Трамвай, который шел с площади Бастилии, тоже был переполнен: пассажиры теснились в проходах между скамейками. Тем не менее Женни удалось сесть благодаря любезности какой-то дамы, которая, видя, что ее стесняет багаж, уступила ей место своей маленькой дочки.
Укачиваемая шумом трамвая и гулом голосов, Женни, чтобы убежать от собственных мыслей, охотно прислушивалась к фразам, которыми обменивались над ее головой.
Перед улицей Сен-Жак трамвай вынужден был остановиться, чтобы пропустить полк легкой артиллерии, направлявшийся к Сорбонне.
«Как видно, весь гарнизон уже потихоньку покинул Париж…» — «Чувствуется, что есть руководство. Все идет… по-военному». — «Да! Судя по началу, это протянется недолго!» — «Я был во время отпуска в Вогезах, в Рибовийе… И знаете, что я вам скажу: когда видишь наших храбрых восточных солдат, особенно наших славных пехотинцев, — на душе становится спокойно!» — «А все-таки мы струсили — отступили на десять километров…» — «Полноте! Когда у них будет двадцать миллионов русских штыков сзади да мы спереди…» — «Хозяин гостиницы, где я живу, рассказывал, что один приезжий из Люксембурга видел, как французский летчик налетел прямо на цепеллин и проткнул его, словно мыльный пузырь!..» — «Надо остерегаться ложных известий, — сказал кондуктор, — а то один пассажир только что рассказал, будто сегодня ночью в Эльзасе была одержана решительная победа». — «Ну, это уж он, конечно, хватил!.. Но вот мне говорили, что около Нанси видели патрули бошей…» — «Около Нанси! Что за ерунда!» — «А кто-нибудь слышал о том, что взорвали мосты в Суассоне?» — «Кто, мы или они?» — «Разумеется, мы. В Суассоне!» — «Это мог сделать шпион…» — «Надо смотреть в оба. Шпионов теперь полно… Одной полиции тут не управиться. Надо, чтобы каждый зорко следил в своем квартале, в своем доме». — «Мой брат служит на Орлеанском вокзале. И вот его жена рассказывала, что видела, как их сосед прятал у себя под кроватью германское знамя». — «Что касается меня, — сентенциозно заявил какой-то господин в пенсне, — я считаю, что немец имеет право крикнуть: «Да здравствует Германия!» Разумеется, при условии, что это не будет носить подстрекательский характер… Что делать? Они же оттуда, это не их вина…»

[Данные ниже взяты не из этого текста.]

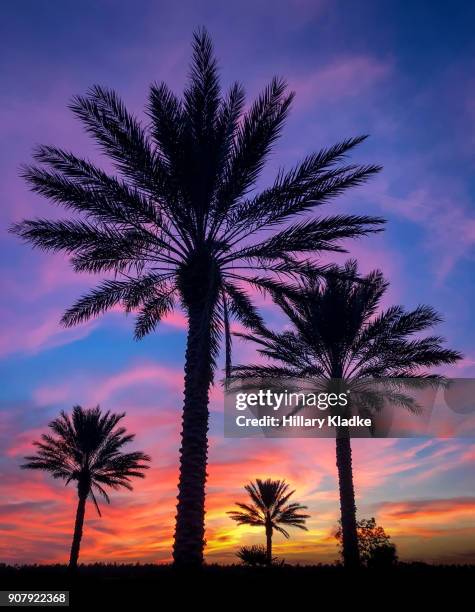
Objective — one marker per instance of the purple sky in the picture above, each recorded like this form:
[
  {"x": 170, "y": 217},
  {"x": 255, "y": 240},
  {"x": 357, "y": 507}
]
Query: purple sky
[{"x": 401, "y": 72}]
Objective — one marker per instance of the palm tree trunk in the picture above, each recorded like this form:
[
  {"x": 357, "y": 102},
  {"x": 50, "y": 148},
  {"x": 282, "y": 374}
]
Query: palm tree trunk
[
  {"x": 189, "y": 531},
  {"x": 269, "y": 544},
  {"x": 78, "y": 526},
  {"x": 351, "y": 557}
]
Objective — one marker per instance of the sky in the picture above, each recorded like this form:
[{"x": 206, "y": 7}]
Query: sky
[{"x": 401, "y": 72}]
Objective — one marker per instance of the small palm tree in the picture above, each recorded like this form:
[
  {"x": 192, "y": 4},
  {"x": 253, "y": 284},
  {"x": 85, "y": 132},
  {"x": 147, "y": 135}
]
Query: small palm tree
[
  {"x": 337, "y": 334},
  {"x": 181, "y": 224},
  {"x": 87, "y": 450},
  {"x": 270, "y": 510}
]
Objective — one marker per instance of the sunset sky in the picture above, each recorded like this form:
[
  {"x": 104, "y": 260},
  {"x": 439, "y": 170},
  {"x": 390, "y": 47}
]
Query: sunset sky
[{"x": 401, "y": 72}]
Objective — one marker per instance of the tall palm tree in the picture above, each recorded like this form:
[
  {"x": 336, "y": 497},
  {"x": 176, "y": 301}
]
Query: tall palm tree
[
  {"x": 86, "y": 449},
  {"x": 337, "y": 334},
  {"x": 269, "y": 509},
  {"x": 182, "y": 224}
]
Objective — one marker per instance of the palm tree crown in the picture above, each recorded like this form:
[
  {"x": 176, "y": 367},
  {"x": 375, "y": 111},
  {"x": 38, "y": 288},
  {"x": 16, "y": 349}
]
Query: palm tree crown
[
  {"x": 269, "y": 507},
  {"x": 338, "y": 333},
  {"x": 87, "y": 450},
  {"x": 179, "y": 221}
]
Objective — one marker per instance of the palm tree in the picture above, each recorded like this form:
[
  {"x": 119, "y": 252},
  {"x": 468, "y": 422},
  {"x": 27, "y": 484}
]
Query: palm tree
[
  {"x": 269, "y": 509},
  {"x": 182, "y": 224},
  {"x": 87, "y": 450},
  {"x": 338, "y": 335}
]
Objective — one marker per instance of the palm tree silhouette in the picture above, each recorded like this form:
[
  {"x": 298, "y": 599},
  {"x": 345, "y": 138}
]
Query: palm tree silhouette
[
  {"x": 269, "y": 509},
  {"x": 182, "y": 224},
  {"x": 337, "y": 334},
  {"x": 87, "y": 449}
]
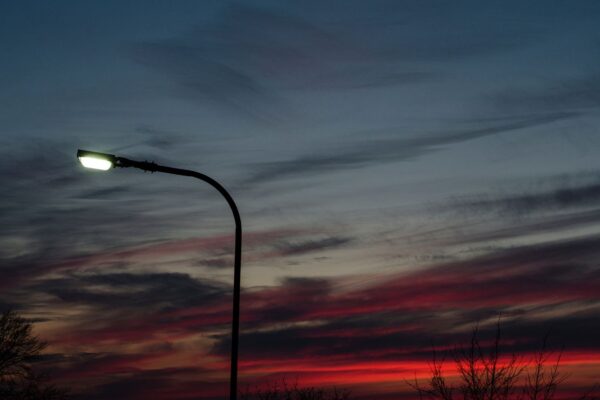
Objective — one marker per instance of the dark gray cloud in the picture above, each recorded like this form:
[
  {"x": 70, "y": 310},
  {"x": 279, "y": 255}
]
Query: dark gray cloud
[
  {"x": 143, "y": 291},
  {"x": 562, "y": 197},
  {"x": 251, "y": 55},
  {"x": 310, "y": 246},
  {"x": 376, "y": 151},
  {"x": 561, "y": 94}
]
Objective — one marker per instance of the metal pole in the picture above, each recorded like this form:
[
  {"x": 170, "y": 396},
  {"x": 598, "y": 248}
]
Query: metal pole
[{"x": 237, "y": 266}]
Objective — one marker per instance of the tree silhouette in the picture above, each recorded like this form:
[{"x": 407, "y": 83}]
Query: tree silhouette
[
  {"x": 282, "y": 390},
  {"x": 484, "y": 374},
  {"x": 19, "y": 348}
]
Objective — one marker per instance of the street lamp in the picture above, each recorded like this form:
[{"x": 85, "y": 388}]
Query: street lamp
[{"x": 104, "y": 162}]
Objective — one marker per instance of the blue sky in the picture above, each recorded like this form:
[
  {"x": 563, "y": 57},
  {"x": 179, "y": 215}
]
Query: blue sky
[{"x": 365, "y": 143}]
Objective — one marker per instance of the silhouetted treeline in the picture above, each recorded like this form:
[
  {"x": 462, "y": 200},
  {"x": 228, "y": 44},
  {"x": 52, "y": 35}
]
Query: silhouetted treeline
[{"x": 19, "y": 348}]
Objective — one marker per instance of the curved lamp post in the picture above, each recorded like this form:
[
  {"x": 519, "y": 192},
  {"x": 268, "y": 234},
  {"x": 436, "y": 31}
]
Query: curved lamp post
[{"x": 104, "y": 162}]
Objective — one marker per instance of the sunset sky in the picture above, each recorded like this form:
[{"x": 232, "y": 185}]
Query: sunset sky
[{"x": 404, "y": 170}]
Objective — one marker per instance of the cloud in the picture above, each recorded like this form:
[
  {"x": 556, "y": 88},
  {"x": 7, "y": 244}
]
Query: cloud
[
  {"x": 309, "y": 246},
  {"x": 239, "y": 64},
  {"x": 392, "y": 150},
  {"x": 560, "y": 193},
  {"x": 157, "y": 291},
  {"x": 575, "y": 94}
]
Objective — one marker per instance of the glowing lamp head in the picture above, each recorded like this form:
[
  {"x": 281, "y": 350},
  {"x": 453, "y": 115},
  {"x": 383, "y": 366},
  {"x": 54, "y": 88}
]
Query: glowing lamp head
[{"x": 94, "y": 160}]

На площади Мобер — новая остановка. Мостовую загораживала целая толпа. Женни заметила в начале улицы Монж банду разъяренных людей. Вооружившись толстым бревном, они с грохотом вышибали витрину магазина под вывеской «Молочная Магги»{128}.
У пассажиров в вагоне разгорелись страсти.
«Молодцы ребята!» — «Магги — это пруссак… — сказал господин в пенсне, — и даже уланский полковник!.. «Аксьон франсез» давно уже разоблачила его! Он только и ждал мобилизации, чтобы сделать свое дело!» — «Говорят, сегодня утром в одном Бельвиле он отравил своим молоком больше сотни наших ребят!»